The Scleroderma Chronicles: June is Scleroderma Awareness Month

Five years ago the course of my life altered forever when some blood test results ordered by my doctor arrived: the results showed that I definitely had two autoimmune diseases. Specifically, I was producing antibodies that were diagnostic for scleroderma and Sjogren’s disease. I was expecting lupus, so this was kind of a surprise shock. After a quick trip to Google to establish what type of scleroderma was associated with my positive test results I burst into tears. It was worse, much worse, then I expected.

The scleroderma diagnosis was the problem. Through an unbelievable sequence of serendipitous life events I was more knowledgeable then the average newly diagnosed patient, and I knew that scleroderma was a disease that impacted connective tissue, that it was progressive, disabling, and that there was no cure. This was a life-altering diagnosis, and I was in for a long fight that would last the rest of my life.

You see, I used to work in a rheumatology research lab, and I did research in scleroderma. I was a member of the research team that found the first identified antigen associated with scleroderma. I had visited scleroderma patients in the hospital. Later in my life I taught AP Biology and spent years trying to explain connective tissue to students.  It’s a type of tissue that we just never think of, but it is critical in organizing and operating our bodies. Connective tissue makes your skin elastic and strong. It organizes your muscles and makes up your tendons and ligaments. It is a critical layer in your blood vessels, and is part of the essential structure of all of your organs.  In scleroderma all or parts of this connective tissue is under attack by your immune system.

As white blood cells invade my tissues and attack this connective tissue it produces too much collagen in response.

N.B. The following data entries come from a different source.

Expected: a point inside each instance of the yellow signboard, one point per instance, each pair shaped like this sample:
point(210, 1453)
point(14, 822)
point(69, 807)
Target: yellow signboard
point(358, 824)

The built up collagen produces thick layers of tissue and scarring. My fingers look really swollen, but it is actually very thick hard skin. My skin is also getting really shiny which means that the collagen is hardening up and losing flexibility. Must knit faster!!

You can perhaps see that same thickness on my face, especially on my cheeks. It means that I don’t have wrinkles, but it is also hard to open my mouth, my smile is mostly gone, and I can’t turn my neck well. Crazy, huh.

That is the most ironic aspect of scleroderma: you look pretty darn good, especially if you are a senior citizen like myself, but you actually struggle daily with your illness. For many scleroderma patients their disease just  involves the skin, but for others, the disease is more than skin deep.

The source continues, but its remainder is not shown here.